The central bank said in a statement, unusually issued during a holiday, that it was providing banks with extra liquidity, stressing its support to the banking sector.
But bin Gaith expects the decision to have no real immediate impact on Dubai's debt problem, pointing out that Dubai World is largely indebted to foreign banks.
"On practical level,there is no direct impact... Local banks have limited exposure to Dubai World, unlike foreign banks," he said.
British banks reportedly have a total exposure of 30 billion dollars to Dubai World.
And until the UAE stock exchanges reopen on Monday it is uncertain to what extent investors will be reassured by the central bank's statement.
"I expect to see a drop in Dubai's market when it opens Monday... a minimum of two-three percent," Saudi financial analyst Ali Daqaq told AFP. Dubai stock market rules limit the index to a change of 10 percent in one day.
"The banking sector will be the hardest hit, due to exposure to loans, and the danger of default on this debt," he said, speaking before the central bank pledged support for banks.
The central bank said the UAE banking sector stands stronger and more liquid than a year ago and that it enjoys a "strong base of stable deposits."
Other Gulf stock markets have also been on holiday since Thursday for Eid al-Adha, sparing them an immediate impact from Dubai's announcement.
However, the news sent jitters throughout Asian and European stock markets on Thursday and the US market on Friday as investors feared a possible default by Dubai and its state-owned businesses, which together owe 80 billion dollars.
Some economists say the delay in the reaction by Gulf markets because of Eid might reduce the severe impact on those bourses.
"Market fundamentals say that the local market should be negatively affected by the announcement, especially banks and real estate stocks," bin Ghaith told AFP before the central bank announcement.
"The reaction by the global markets was psychological, and came strongly. I expect the reaction here to be less hard because the first shock was absorbed by the global markets," he said.
Dubai and Abu Dhabi will be the only Gulf stock markets to open on Monday, while Kuwait follows on Tuesday. Saudi Arabia's financial market, the largest Arab bourse in capitalisation, will remain on holiday until Saturday.
The markets of Dubai and Abu Dhabi will have only two days of trading before they go again on holiday until Sunday December 6, for the national day.
Gulf investors outside the UAE are worried about contagion from Dubai's problems.
"Even here in Saudi Arabia people are talking about withdrawing from the market when it opens (next) Saturday in fear of the impact of the banks' exposure to Dubai's debt," Daqaq said.
Saudi economist Abdulwahab Abu-Dahesh expects a crash in the region's markets. "I expect Gulf bourses to dive like the September crash last year," following Lehman Brothers bankruptcy, he said.
Dubai does not have big oil reserves, unlike Abu Dhabi which sits on around 95 percent of the UAE's crude deposits.

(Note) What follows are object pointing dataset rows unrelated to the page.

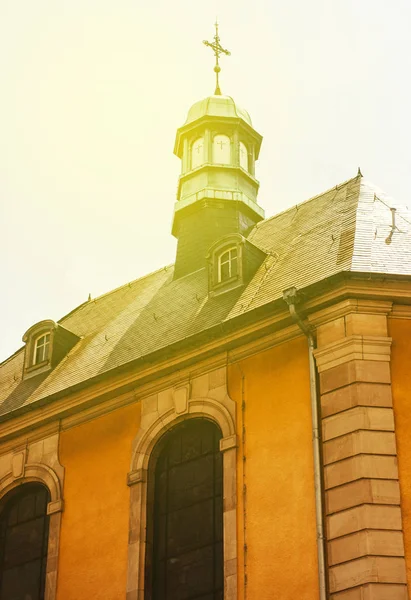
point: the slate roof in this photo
(343, 229)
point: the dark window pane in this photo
(225, 271)
(186, 560)
(23, 553)
(27, 508)
(234, 267)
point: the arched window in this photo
(227, 267)
(197, 153)
(221, 150)
(24, 528)
(242, 149)
(184, 556)
(41, 349)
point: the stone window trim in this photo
(229, 242)
(40, 473)
(154, 425)
(31, 337)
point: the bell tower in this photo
(217, 188)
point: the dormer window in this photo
(47, 343)
(227, 267)
(41, 349)
(232, 262)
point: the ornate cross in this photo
(218, 50)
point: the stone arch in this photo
(157, 418)
(33, 473)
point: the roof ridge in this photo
(124, 285)
(335, 187)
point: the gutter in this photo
(292, 298)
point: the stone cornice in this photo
(354, 347)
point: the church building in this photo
(232, 427)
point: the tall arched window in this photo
(24, 528)
(221, 150)
(184, 557)
(197, 153)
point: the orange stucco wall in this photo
(94, 532)
(281, 557)
(279, 511)
(400, 331)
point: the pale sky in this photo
(91, 95)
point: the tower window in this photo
(41, 349)
(243, 156)
(221, 150)
(23, 543)
(227, 265)
(197, 153)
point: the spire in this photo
(218, 49)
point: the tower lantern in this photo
(217, 189)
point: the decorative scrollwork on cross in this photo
(218, 50)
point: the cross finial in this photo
(218, 50)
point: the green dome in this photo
(217, 106)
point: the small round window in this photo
(41, 349)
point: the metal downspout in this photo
(291, 298)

But doubts have been growing about Abu Dhabi's commitment to buoy Dubai, despite a full subscription by two Abu Dhabi-controlled banks to Dubai bonds worth five billion dollars, announced a few hours before Dubai hinted at debt default.
The once-rapidly-booming economy of Dubai came to a screeching halt -- most noticeably in its real estate sector, after being hit by financing shortage due to the global financial crisis.
Property prices in the once-booming desert city have slumped by 50 percent.
The latest edition of Britain's Sunday Times newspaper was barred from news-stands in Dubai because of a graphic showing the emirate's ruler Sheikh Mohammad bin Rashed al-Maktoum sinking in a sea of debt.
"The Sunday Times was not distributed today," an official from the UAE national media council told AFP, requesting anonymity.
"We cannot accept a personal insult. It is against our traditions," he said.